The government appoints the Council Chairs for governing the college with members selected by the government as appointees representing various fields of studies from public and private sectors and elected members, including "heads, lecturers, non-academic staff and students." The management team comprises the Director as the Chief Executive (CEO) of SICHE supported by a Deputy and a team of senior officers, heads of schools and Divisional Managers. SICHE has set guidelines for running the college with the Academic Board overseeing all academic decisions and plans from schools' Board of Studies and seeking the approval of Council. SICHE has a Strategic Plan 2011–2015 for the developmental activities of the college. The college has collaborated with the University of the South Pacific, Fiji, which has its main campus at Suva.

==Programmes==
The college has four campuses at Kukum, Panatina, Ranadi and Poitete. The medium of instruction is English, which is the case for all educational institutions in Solomon Islands. The College of Higher Education runs courses up to degree level. It also caters to the requirement at the lower and middle level human resource needs of the country. The trade centre affiliated with the college provides training to workers in trades such as carpentry, car maintenance and sheet metal working.
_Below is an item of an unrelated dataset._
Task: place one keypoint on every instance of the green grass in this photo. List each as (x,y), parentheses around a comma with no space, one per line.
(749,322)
The major infrastructure development envisaged for the year 2012 involve the Lecture hall at Kukum Campus, security fencing around the fencing of both Kukum and Panat campuses, and infrastructure upgrading in the three main campuses.

The 11th Festival of Pacifica Arts was planned to be conducted at the college campus in July 2012 with Panatina Campus as the main festival venue. The Kukum, Panatin and Randi campuses were also proposed to be used for accommodating the guests for the festival.